In the discussion over the safety and environmental impacts of oil transport, the loaded language from pipeline giant TransCanada this week warning about railways is a prime example.
“A real tragedy …” said Alex Pourbaix, president of energy and oil pipelines.
“… Put the public safety at risk,” echoed chief executive Russ Girling.
Apparently, the all-for-one-andone-for-all approach to addressing the safe transport of oil and petroleum products following a recent series of pipeline ruptures and derailments only goes so far. When push comes to shove — and it often does when market share is at stake — it’s still the business world and there’s always narrow self-interest at play.
Pourbaix and Girling may absolutely believe what they said given the catastrophic derailment of a train loaded with oil that killed 47 people in Lac-Megantic, Que., in July, but their jobs mean they are hardly disinterested observers.
Their underlying message isn’t new.
The industry has championed pipelines as a safer alternative to the fast-growing shipments of oil by rail. Even Prime Minister Stephen Harper has said rail is riskier.
The issue has emerged along with record oil production in North America as political debates have delayed several pipeline projects — most notably TransCanada’s Keystone XL from Alberta to Texas.
The industry — from the producers to the shippers — has largely worked together with support from Ottawa and provincial governments in recent years to combat the relentless anti-oilsands campaigns from local and international environmental groups. The establishment of organizations such as COSIA, the Canadian Oil Sands Innovation Alliance, speak to the focus on co-operation.
However, the stark words from TransCanada at its Toronto investor day — raising the spectre of a looming catastrophe — are different. More than the content of the message, the most significant point was who said it. If Greenpeace or the Pembina Institute had labelled either rail or pipelines as a dirtier or more dangerous option it wouldn’t have created such a buzz.

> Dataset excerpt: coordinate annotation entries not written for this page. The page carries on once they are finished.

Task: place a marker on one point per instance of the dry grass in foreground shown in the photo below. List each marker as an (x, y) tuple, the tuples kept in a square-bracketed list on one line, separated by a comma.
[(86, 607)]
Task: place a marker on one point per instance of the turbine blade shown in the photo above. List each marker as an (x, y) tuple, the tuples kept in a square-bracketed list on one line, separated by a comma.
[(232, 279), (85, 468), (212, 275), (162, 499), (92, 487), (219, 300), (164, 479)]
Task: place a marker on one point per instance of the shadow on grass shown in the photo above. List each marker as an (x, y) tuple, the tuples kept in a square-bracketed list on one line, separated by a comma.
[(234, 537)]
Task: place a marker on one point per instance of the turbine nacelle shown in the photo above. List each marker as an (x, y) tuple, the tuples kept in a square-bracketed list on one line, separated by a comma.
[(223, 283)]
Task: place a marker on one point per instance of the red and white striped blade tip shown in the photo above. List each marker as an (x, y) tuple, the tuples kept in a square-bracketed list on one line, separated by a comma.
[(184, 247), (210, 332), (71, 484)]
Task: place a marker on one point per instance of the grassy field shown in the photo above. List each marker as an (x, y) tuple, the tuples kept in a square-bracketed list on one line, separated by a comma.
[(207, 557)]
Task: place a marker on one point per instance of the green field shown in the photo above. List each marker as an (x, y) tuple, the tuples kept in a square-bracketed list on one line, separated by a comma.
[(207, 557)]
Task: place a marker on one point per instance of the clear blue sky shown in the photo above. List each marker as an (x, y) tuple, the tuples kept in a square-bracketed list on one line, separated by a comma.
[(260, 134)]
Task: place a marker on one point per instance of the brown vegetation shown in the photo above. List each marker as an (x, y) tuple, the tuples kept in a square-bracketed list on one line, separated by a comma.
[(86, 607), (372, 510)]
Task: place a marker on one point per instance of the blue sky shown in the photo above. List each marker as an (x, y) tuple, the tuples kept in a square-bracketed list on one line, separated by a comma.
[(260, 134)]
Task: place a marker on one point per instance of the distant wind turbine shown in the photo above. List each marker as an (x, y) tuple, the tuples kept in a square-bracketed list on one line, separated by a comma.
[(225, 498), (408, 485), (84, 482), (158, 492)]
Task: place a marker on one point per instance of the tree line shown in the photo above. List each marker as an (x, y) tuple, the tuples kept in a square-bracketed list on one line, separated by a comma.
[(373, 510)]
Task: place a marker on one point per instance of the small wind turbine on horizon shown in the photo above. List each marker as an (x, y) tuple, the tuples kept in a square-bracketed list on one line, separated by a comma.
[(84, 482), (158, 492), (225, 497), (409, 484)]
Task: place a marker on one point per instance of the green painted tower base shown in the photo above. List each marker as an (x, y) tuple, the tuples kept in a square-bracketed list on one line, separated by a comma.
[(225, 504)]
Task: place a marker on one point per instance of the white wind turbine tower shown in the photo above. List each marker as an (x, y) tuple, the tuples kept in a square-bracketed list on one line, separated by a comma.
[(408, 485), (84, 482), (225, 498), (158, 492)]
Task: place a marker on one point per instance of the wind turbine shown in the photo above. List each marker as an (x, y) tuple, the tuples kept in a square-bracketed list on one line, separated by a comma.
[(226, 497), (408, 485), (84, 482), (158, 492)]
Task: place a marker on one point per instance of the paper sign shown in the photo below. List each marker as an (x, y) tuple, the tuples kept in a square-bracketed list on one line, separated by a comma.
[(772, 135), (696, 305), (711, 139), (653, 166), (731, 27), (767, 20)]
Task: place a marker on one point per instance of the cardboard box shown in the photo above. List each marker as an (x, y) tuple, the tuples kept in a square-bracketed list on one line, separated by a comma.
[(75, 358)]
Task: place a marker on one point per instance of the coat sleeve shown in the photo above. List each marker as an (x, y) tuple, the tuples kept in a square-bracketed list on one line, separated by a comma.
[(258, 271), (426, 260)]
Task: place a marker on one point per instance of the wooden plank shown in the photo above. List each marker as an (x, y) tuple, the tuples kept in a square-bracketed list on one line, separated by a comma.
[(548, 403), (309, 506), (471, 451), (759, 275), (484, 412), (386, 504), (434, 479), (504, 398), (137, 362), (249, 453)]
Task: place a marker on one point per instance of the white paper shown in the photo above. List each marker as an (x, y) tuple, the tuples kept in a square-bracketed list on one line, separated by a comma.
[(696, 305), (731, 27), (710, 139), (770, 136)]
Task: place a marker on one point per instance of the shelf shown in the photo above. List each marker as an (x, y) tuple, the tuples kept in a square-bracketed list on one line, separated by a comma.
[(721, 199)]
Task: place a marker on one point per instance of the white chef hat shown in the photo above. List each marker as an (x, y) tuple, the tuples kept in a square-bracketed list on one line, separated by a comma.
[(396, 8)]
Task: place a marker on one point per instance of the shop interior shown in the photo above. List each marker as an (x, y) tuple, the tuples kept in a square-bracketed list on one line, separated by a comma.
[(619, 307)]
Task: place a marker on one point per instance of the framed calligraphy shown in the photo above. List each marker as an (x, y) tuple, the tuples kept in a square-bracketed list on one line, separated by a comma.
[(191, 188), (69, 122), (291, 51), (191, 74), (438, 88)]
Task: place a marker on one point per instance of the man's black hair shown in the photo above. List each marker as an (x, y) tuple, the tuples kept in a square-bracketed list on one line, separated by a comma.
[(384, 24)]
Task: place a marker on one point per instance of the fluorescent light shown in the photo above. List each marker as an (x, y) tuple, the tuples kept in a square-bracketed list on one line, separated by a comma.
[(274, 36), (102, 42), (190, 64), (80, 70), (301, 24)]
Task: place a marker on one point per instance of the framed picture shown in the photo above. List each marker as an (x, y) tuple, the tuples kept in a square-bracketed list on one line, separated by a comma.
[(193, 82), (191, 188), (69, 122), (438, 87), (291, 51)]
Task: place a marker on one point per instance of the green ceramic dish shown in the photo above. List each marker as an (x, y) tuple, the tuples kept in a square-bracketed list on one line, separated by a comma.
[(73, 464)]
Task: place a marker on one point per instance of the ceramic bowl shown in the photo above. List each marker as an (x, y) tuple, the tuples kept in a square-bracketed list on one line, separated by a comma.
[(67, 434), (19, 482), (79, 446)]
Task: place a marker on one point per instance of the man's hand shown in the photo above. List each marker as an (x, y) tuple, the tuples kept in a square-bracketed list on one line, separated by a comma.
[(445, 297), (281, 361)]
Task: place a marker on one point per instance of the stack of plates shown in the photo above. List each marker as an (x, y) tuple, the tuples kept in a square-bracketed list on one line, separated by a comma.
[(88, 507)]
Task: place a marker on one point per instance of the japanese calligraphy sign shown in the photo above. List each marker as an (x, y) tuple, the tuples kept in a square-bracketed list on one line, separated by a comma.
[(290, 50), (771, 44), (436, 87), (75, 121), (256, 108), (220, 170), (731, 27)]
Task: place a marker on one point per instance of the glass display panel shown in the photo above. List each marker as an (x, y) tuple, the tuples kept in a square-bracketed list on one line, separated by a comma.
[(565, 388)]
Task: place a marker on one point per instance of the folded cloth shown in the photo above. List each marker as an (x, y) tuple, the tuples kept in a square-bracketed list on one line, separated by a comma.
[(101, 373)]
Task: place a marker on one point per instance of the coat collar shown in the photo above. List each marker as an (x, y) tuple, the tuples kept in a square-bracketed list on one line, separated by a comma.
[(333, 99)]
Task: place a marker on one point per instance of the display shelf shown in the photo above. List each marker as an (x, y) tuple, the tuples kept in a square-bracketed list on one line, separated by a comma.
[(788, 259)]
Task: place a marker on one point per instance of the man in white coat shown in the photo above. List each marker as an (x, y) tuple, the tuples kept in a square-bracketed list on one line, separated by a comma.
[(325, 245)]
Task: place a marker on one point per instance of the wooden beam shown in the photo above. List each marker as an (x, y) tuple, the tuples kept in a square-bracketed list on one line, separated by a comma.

Environmentalists generally bill pipe-versus-rail as a pick-your-poison choice.
TransCanada, Enbridge, Kinder Morgan Canada, Canadian Pacific Railway, CN Railway and other smaller pipelines and railways are usually portrayed as working in concert to provide transport options to oil producers. They typically don’t play up public anxiety over system failures. In recent years there has been a concerted effort — often with TV ad campaigns —
from industry and government “to better manage the message” around oilsands development.
Pourbaix acknowledged rail has a role as a “complementary, short-term solution” to the infrastructure challenges and pipeline bottlenecks. However, the warning about a “tragedy” would seem at odds with several producers — including Cenovus Energy,
Crescent Point and others — that have said rail is part of their transport options.
“Both pipelines and rail are safe for transporting energy products,” the Railway Association of Canada said this week in response to a Fraser Institute report that said pipelines are substantially safer than railways for transporting oil.
The association noted more than 99.9 per cent of the dangerous goods shipments railways move reach their destination without a release caused by train accident. The pipeline industry has virtually identical system-reliability statistics.
Regulators have imposed new requirements on railways since Lac-Mégantic and Transport Minister Lisa Raitt issued more rules Wednesday for the transport of dangerous goods through urban areas in Canada. The added scrutiny and new rules haven’t appeared to discourage plans to build more rail-loading facilities in Western Canada.
Pipeline companies are also facing pressure from the public and regulators after a number of high-profile spills in the U.S. and Canada. The State Department has examined the impact of moving oil by rail in its Keystone XL review and concluded it’s a viable, but costly, alternative to pipelines.
The pipeline ruptures haven’t had the human tragedy as LacMégantic, but they’re not inconsequential. Enbridge has spent almost $1 billion and it’s still cleaning up after 20,000 barrels of bitumen spilled in Michigan’s Kalamazoo River in 2010. Pembina and other organizations have reported spill frequencies are higher for rail compared to pipelines but volumes tend to be smaller.
There are undoubtedly unique risks with rail — tracks often pass through cities and towns and many of the tanker cars need to be retrofitted to new standards — but the safety record for pipelines isn’t so much better that it’s a black or white decision.
Ultimately, the oil industry may be better served by this dialogue.
A standard refrain in the business world when facing threatening situations is to “speak with one voice.” However, crisis communications expert Peter Sandman has said they’d be better off to “let opinion diversity show.” Sandman’s reasoning is if there are diverse opinions on a subject — like oilsands development or oil transport — then people need to learn to cope with the uncertainty and take part in a robust debate on the subject.
Of course, I’m not sure that means companies in the debate should be throwing stones at each other — especially if they also live in glass houses.